The classifier is now a production component, but the real payoff is what it enables. Accurate, consistent labels are the foundation for our agent learning system — the mechanism by which our code review agent improves over time on a customer's specific codebase and security posture. We'll write about that system in an upcoming post.

On the classifier itself, we're already iterating on the confusion clusters described above — tightening label definitions, generating targeted training data for high-confusion pairs, and exploring hierarchical classification. We're also working on confidence calibration using model logits so downstream systems can treat low-confidence classifications differently, and building a continuous retraining pipeline as new finding types emerge from the evolving security landscape.

But classification is just the starting point for what small, domain-specific models can do in security tooling. We're now exploring whether the same principle — fine-tune a tiny model on a narrow, well-defined task — can extend beyond labeling findings to actually finding vulnerabilities themselves.

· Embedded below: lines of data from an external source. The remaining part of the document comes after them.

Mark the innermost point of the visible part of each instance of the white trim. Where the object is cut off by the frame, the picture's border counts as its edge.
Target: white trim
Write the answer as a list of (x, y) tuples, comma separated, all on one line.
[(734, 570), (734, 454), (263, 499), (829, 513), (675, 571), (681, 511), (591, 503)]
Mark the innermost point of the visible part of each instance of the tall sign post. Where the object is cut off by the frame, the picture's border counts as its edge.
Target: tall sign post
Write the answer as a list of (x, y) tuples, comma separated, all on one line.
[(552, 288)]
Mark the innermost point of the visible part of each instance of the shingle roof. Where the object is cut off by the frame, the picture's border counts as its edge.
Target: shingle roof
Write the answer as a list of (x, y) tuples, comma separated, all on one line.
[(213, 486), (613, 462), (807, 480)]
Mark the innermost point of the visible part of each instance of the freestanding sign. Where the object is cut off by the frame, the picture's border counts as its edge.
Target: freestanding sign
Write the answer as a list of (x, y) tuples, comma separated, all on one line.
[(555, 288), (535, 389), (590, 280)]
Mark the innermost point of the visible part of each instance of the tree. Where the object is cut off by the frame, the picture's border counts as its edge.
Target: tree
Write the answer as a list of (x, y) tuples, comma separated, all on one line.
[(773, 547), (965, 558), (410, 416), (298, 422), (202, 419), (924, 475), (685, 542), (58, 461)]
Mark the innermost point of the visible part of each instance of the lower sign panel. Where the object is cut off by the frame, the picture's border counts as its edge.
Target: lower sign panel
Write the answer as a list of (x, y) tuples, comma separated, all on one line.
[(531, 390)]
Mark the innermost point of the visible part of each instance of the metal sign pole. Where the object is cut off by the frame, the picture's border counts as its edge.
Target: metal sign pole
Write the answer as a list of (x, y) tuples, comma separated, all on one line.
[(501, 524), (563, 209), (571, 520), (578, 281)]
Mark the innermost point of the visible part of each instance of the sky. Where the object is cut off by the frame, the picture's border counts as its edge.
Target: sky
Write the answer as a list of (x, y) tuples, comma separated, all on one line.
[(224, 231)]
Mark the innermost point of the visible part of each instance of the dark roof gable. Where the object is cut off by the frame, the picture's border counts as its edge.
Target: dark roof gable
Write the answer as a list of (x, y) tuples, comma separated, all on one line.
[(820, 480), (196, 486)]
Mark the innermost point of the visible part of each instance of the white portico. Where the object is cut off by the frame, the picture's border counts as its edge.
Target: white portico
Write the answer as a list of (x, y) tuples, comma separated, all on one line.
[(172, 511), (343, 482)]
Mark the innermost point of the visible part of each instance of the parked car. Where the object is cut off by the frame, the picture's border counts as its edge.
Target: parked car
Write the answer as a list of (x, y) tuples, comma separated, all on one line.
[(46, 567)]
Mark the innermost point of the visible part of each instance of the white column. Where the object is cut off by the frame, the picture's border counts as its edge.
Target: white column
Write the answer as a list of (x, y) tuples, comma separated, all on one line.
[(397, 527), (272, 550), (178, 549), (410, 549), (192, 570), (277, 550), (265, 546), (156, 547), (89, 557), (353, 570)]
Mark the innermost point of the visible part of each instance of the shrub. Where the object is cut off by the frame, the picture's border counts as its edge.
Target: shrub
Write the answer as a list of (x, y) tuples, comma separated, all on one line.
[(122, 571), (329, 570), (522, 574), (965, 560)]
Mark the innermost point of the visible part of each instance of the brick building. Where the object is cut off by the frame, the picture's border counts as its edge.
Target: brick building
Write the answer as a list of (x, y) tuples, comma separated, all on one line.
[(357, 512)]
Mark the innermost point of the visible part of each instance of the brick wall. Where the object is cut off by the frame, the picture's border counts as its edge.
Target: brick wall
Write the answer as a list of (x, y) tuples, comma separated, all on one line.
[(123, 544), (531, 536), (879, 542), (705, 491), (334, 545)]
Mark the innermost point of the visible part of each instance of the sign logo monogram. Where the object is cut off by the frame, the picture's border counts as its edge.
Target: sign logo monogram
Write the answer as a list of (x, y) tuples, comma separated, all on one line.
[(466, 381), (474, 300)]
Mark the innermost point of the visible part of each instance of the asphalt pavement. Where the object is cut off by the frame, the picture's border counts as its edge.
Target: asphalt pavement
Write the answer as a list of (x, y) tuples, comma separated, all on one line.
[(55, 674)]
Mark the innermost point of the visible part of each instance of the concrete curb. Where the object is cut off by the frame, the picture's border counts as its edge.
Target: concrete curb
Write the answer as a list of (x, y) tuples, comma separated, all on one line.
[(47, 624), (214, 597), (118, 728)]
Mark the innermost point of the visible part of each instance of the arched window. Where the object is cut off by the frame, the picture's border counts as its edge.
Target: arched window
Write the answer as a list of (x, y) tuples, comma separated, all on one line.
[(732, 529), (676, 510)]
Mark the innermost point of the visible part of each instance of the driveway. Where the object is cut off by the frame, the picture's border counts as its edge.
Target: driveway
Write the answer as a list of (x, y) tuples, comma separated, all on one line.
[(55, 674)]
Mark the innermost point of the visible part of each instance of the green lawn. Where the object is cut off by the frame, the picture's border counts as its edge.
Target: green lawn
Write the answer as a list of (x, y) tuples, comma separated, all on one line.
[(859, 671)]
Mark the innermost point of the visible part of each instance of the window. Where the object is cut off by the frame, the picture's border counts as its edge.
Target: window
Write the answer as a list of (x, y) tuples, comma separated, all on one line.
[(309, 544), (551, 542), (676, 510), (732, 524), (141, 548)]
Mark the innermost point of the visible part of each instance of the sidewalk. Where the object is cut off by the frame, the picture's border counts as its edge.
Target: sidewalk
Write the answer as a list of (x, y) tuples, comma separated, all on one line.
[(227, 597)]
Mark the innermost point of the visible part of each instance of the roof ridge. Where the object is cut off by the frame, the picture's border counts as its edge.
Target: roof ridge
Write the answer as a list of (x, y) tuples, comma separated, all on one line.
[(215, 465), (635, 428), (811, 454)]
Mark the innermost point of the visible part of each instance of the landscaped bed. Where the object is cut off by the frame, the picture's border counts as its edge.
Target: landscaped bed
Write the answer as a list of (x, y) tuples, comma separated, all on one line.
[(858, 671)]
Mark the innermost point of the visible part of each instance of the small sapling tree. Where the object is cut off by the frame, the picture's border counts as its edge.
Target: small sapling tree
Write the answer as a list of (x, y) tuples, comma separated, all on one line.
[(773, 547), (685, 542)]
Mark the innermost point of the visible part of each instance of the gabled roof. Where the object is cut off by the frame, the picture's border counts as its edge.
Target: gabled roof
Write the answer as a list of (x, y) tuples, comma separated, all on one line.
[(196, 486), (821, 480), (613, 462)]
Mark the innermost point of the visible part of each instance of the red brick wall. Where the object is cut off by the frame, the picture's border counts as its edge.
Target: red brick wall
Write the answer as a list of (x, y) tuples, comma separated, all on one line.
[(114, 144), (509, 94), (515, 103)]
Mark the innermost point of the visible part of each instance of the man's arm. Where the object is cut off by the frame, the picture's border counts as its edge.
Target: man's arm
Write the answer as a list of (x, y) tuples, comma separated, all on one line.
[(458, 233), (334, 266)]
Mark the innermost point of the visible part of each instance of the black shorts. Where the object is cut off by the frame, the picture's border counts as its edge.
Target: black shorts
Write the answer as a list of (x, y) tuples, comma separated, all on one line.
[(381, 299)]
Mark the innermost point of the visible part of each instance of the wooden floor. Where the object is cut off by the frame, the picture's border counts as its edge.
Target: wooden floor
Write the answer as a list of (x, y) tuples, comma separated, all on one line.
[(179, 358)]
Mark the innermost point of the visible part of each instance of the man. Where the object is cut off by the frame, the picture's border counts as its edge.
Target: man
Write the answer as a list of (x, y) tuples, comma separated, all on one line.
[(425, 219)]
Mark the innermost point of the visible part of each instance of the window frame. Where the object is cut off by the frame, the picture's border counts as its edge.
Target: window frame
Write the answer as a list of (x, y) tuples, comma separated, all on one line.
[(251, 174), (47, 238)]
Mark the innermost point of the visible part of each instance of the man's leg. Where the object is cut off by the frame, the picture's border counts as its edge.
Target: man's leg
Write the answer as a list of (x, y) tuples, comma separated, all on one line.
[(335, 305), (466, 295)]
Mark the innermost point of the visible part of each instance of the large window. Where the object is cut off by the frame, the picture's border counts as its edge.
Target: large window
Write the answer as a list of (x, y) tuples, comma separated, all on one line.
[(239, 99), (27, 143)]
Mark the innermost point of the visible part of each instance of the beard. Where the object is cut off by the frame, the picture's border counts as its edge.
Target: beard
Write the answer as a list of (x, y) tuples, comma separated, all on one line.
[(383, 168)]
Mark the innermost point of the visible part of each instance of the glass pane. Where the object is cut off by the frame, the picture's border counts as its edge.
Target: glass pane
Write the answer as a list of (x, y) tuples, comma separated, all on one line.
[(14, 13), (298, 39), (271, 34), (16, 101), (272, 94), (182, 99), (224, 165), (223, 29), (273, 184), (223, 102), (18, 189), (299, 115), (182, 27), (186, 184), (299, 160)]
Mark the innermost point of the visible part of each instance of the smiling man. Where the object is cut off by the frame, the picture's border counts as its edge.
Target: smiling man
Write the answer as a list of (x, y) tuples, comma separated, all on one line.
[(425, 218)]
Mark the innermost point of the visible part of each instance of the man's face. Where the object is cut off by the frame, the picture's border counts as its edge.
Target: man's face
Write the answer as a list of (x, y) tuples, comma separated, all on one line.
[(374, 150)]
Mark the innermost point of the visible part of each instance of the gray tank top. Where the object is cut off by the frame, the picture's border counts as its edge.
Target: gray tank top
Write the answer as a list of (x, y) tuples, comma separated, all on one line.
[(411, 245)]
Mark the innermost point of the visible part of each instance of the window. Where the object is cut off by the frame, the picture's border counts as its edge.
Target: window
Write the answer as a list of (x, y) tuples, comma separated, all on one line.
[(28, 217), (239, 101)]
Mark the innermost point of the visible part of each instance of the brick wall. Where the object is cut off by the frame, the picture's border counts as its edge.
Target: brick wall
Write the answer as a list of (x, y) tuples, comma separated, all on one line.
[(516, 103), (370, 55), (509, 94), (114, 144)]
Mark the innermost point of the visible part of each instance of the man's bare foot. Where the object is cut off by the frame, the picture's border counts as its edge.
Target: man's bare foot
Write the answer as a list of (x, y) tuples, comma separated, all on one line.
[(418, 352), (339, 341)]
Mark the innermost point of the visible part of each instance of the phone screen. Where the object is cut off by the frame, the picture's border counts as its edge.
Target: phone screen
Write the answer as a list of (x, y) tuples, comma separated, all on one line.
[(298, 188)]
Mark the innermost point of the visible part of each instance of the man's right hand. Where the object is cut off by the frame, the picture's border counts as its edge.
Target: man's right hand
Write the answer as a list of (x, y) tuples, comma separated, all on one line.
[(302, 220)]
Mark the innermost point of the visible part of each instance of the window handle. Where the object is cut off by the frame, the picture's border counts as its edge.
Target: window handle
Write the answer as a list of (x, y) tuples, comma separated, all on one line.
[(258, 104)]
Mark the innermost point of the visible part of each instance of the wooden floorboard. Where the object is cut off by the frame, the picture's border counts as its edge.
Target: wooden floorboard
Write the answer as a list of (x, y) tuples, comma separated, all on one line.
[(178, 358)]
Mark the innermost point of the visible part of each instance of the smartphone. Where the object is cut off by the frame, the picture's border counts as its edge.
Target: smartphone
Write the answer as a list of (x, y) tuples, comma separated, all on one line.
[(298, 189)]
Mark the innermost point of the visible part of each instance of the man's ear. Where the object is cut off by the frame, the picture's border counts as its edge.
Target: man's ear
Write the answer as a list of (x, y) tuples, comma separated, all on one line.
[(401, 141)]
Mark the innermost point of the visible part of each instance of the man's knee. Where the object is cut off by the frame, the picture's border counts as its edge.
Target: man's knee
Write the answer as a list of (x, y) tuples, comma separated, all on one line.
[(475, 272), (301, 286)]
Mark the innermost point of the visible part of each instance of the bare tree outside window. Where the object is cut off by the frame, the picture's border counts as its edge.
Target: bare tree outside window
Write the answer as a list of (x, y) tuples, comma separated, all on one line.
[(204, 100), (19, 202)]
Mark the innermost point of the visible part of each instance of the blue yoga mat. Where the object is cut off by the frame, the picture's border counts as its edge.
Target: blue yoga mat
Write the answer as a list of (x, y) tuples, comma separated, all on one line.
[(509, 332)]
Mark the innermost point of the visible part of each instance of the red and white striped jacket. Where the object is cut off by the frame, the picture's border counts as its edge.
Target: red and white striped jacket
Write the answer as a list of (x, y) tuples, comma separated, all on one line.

Early results are promising. We're training extremely small models to validate specific vulnerability classes given dataflow and code context. The first target is remote code execution: given a candidate dataflow path and the surrounding code, can a purpose-built model determine whether the RCE is real? Our initial experiments suggest it can — and that these models outperform untrained frontier models on the same task, which mirrors what we saw with the classifier.

The training approach is fundamentally different from classification. Instead of labeled examples, we're generating training data from agent traces — the reasoning chains our security agents produce as they analyze code. This captures not just the final verdict but the analytical process: how a skilled agent follows data from source to sink, what it checks along the way, and how it distinguishes a true positive from a false alarm. Distilling that reasoning into a small model is a different kind of fine-tuning problem, and we're still early, but the direction feels right.

If this pans out, the implications are significant. Instead of relying on expensive frontier models with inconsistent behaviours for every security judgment in the pipeline, we'd have a constellation of cheap, fast, specialized models — one that classifies, one that validates RCEs, one that confirms authorization flaws — each trained on the specific reasoning patterns that matter for its task. The classifier was our proof of concept that this approach works. Now we're scaling it.